Umdenken der Filmbranche?

Genau das soll sie aber auch nicht, sagt Regisseur Shoaib Mansoor. Er hat sich bewusst dafür entschieden, einen für pakistanisches Publikum unüblichen Ansatz zu verfolgen. "Ich wollte mich an westlicher Schauspielerei orientieren. Das bedeutet: kontrollierte Emotionen auch in dramatischen Situationen." So gibt es beispielsweise eine Szene im Film, in der Sara mit dem Tod ihres Vaters konfrontiert wird. "Sie spielt das stumm, nur über ihre Mimik. Ich denke, dass wir uns in Pakistan weiterentwickeln sollten – weg von diesen sehr lauten und theatralischen Elementen, die unsere Filme und Fernsehserien ausmachen. Und hin zu einer reiferen und anspruchsvolleren Art, Geschichten zu erzählen und darzustellen."

Insgesamt, so gibt der Regisseur zu, hätte er noch mit deutlich mehr Widerstand gegen seinen jüngsten Film gerechnet. Mansoor hat Erfahrung damit, schwierige Themen zu verfilmen. Einer seiner Filme handelt von einer Familie, deren Tochter Transgender ist und als Sohn erzogen wird.
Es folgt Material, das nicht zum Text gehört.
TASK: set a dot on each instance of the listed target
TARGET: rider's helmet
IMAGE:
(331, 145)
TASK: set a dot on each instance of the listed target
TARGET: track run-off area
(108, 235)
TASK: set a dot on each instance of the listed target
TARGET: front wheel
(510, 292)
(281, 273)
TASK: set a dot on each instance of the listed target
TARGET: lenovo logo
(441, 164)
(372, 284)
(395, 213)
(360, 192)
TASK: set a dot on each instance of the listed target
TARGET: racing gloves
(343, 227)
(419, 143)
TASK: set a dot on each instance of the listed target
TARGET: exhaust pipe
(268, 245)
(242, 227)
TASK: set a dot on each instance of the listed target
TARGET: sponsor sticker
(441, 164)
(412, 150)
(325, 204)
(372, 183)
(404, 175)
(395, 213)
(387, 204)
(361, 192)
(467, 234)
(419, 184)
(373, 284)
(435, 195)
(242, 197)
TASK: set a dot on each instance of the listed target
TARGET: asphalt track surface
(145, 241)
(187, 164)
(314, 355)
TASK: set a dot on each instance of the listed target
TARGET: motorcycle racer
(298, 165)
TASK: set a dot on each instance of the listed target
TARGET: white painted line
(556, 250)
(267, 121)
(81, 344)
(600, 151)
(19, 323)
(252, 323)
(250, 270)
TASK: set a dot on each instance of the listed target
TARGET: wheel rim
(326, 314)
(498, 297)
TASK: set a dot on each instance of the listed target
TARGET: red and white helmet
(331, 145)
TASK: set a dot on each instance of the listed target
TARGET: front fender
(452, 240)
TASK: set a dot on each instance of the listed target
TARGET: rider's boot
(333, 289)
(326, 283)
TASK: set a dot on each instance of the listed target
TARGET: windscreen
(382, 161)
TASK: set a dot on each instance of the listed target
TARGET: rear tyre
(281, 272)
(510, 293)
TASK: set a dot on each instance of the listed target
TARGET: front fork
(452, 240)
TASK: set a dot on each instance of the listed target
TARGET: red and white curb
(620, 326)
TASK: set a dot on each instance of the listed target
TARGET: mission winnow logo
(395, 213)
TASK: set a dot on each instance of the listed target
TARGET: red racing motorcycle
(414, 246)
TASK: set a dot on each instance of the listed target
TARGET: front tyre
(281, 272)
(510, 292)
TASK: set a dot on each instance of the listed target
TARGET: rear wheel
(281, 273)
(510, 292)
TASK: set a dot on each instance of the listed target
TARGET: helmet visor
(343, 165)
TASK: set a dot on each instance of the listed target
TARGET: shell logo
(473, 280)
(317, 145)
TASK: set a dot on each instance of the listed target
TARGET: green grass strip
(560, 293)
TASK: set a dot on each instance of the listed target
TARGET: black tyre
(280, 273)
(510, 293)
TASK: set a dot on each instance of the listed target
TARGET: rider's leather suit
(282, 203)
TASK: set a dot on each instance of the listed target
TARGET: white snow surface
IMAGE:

In einem anderen geht es um die Situation von Muslimen nach den Anschlägen vom 11. September 2001. Popcorn-Kino, das mag er nicht, sagt er. "Mir reicht es nicht, reine Unterhaltungsfilme zu machen. Mir geht es darum, etwas Bedeutsames zu schaffen."

Ganz generell müsse sich etwas ändern in Pakistans Filmindustrie, sagt Mansoor. Ähnlich wie bei vielen Bollywood-Filmen seien auch pakistanische Filme oft ein buntes Gemisch aus unterschiedlichsten Stilrichtungen. "Wir sollten aufhören, alle möglichen Genres in ein und denselben Film zu packen. Westliche Filme sind meist klar einem Genre zuzuordnen: Es gibt Komödien, Action-Filme, romantische Filme oder Dramen. Hier bei uns gibt es all das in einem Film. Das muss sich ändern." An den Kinokassen jedenfalls hat sich der Wirbel um die Freigabe von "Verna" zunächst einmal ausgezahlt.  Am Premieren-Abend waren viele Vorstellungen schon lange im Voraus ausverkauft.